Over What Interval Is The Function Decreasing

Understanding Decreasing Intervals: A Complete Guide to Analyzing Function Behavior

Imagine you're driving down a steep hill. Your altitude is constantly dropping—it's a continuous, measurable decrease. In mathematics, we describe this exact kind of behavior for functions. When we ask, "over what interval is the function decreasing?" we are seeking the specific stretches of the input (the x-axis) where the function's output (the y-values) consistently fall as we move from left to right. This isn't just an abstract exercise; it's a fundamental tool for understanding change, predicting trends, and solving real-world problems in physics, economics, and engineering. Determining these intervals transforms a static graph into a dynamic story about rates of change, powered by one of calculus's most important concepts: the derivative.

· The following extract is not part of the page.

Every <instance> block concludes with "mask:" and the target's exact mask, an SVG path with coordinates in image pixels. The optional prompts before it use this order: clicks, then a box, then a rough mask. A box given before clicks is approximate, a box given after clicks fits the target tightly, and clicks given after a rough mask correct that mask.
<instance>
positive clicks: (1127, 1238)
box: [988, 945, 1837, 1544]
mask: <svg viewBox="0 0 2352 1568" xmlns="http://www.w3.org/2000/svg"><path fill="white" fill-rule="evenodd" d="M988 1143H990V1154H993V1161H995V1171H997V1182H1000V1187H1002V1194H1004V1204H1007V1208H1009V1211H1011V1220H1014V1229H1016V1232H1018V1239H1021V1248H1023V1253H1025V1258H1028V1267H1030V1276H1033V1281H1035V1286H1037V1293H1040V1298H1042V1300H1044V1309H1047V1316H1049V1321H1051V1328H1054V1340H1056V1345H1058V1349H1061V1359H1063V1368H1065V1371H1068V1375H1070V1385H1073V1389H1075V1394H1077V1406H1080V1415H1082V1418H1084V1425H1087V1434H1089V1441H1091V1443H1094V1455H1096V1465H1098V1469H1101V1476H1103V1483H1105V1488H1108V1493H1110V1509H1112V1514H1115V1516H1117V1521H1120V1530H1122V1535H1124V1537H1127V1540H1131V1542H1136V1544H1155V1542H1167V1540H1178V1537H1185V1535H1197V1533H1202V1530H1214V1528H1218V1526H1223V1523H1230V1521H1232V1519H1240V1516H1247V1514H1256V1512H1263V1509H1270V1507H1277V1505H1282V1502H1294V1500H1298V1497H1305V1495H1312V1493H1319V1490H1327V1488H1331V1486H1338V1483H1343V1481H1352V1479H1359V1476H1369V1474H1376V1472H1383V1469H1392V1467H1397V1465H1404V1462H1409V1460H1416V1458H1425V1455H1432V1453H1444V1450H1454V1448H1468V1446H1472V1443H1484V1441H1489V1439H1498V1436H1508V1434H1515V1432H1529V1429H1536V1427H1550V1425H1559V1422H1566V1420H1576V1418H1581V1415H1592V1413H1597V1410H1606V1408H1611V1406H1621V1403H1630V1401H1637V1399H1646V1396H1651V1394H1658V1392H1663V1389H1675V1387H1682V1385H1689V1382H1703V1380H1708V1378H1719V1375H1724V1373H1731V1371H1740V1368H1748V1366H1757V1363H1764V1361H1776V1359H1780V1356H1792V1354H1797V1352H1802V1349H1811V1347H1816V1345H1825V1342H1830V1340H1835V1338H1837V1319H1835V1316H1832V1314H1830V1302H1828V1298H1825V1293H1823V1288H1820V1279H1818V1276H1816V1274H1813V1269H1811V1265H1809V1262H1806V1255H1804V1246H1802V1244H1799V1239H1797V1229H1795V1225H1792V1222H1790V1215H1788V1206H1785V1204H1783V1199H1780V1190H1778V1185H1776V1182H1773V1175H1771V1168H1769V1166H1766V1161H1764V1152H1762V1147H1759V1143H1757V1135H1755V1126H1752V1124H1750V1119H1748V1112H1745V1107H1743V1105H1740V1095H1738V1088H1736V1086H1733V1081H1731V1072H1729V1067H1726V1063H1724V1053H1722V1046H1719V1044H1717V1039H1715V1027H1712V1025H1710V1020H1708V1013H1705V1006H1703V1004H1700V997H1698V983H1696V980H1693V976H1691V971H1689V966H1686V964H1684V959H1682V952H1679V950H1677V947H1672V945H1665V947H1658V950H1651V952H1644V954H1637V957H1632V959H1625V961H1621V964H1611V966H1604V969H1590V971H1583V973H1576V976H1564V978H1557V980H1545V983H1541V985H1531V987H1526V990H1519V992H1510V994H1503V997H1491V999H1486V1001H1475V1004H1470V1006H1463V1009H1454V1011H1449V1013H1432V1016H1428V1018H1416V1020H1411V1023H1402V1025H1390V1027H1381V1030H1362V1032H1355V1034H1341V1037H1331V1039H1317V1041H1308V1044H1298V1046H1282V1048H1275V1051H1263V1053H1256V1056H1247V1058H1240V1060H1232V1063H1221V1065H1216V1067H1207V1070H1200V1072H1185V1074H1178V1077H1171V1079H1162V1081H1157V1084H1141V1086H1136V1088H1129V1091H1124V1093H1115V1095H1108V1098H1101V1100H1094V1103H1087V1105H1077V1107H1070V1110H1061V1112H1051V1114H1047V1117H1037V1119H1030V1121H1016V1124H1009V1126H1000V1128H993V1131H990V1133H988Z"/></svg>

At its core, a function f(x) is decreasing on an interval if, for any two points a and b within that interval where a < b, the function's value at a is strictly greater than at b (f(a) > f(b)). Visually, the graph slopes downward as you travel from left to right. The key to unlocking this information algebraically lies in the function's first derivative, f'(x). The derivative represents the instantaneous rate of change—the slope of the tangent line at any point. Therefore, the sign of the derivative tells us the function's local behavior: a negative derivative (f'(x) < 0) means the function is decreasing at that specific x-value. To find an entire interval of decrease, we must find where this inequality holds true consistently across a continuous range of x-values.

The Theoretical Engine: Why the Derivative Dictates Decrease

The connection between a function's decreasing nature and its negative derivative is not arbitrary; it is rigorously established by the Mean Value Theorem. This cornerstone theorem of calculus states that for any differentiable function over a closed interval [a, b], there exists at least one point c in (a, b) where the instantaneous rate of change (f'(c)) equals the average rate of change over the entire interval ((f(b)-f(a))/(b-a)). If a function is decreasing on [a, b], then f(b) < f(a), making the average rate of change negative. Consequently, the theorem guarantees that at some point c, the derivative f'(c) must also be negative. While this doesn't prove that every point has a negative derivative, it provides the logical foundation. In practice, for well-behaved, differentiable functions, the sign of f'(x) is the direct and reliable indicator: if f'(x) < 0 for all x in an interval I, then f is decreasing on I.

The Step-by-Step Methodology: A Systematic Approach

Finding decreasing intervals is a procedural task that follows a clear, repeatable algorithm. Mastery of these steps is essential for accurate analysis.

Step 1: Find the First Derivative. This is the starting point. Using the power rule, product rule, quotient rule, or chain rule as appropriate, compute f'(x). This new function describes the slope of the original function at every x-value where it exists. For example, if f(x) = x^3 - 6x^2 + 9x + 1, then f'(x) = 3x^2 - 12x + 9.

Step 2: Identify Critical Numbers. Critical numbers are the x-values where the derivative is either zero (f'(x) = 0) or undefined. These points are the potential boundaries where the function's increasing/decreasing behavior can change. Solve f'(x) = 0 and note any x-values where f'(x) does not exist (e.g., division by zero, square root of a negative). For our example, solving 3x^2 - 12x + 9 = 0 simplifies to x^2 - 4x + 3 = 0, which factors to (x-1)(x-3)=0. Thus, the critical numbers are x = 1 and x = 3.

Step 3: Create a Sign Chart for f'(x). This is the most crucial analytical step. The critical numbers divide the real number line into separate intervals. For our example, the critical points 1 and 3 divide the line into three intervals: (-∞, 1), (1, 3), and (3, ∞). We must test the sign of f'(x) within each interval by picking a convenient test point (not the endpoint) and plugging it into the derivative.

• For (-∞, 1), pick x=0: f'(0) = 3(0)^2 - 12(0) + 9 = 9 (Positive).
• For (1, 3), pick x=2: f'(2) = 3(4) - 12(2) + 9 = 12 - 24 + 9 = -3 (Negative).
• For (3, ∞), pick x=4: f'(4) = 3(16) - 12(4) + 9 = 48 - 48 + 9 = 9 (Positive).

**Step 4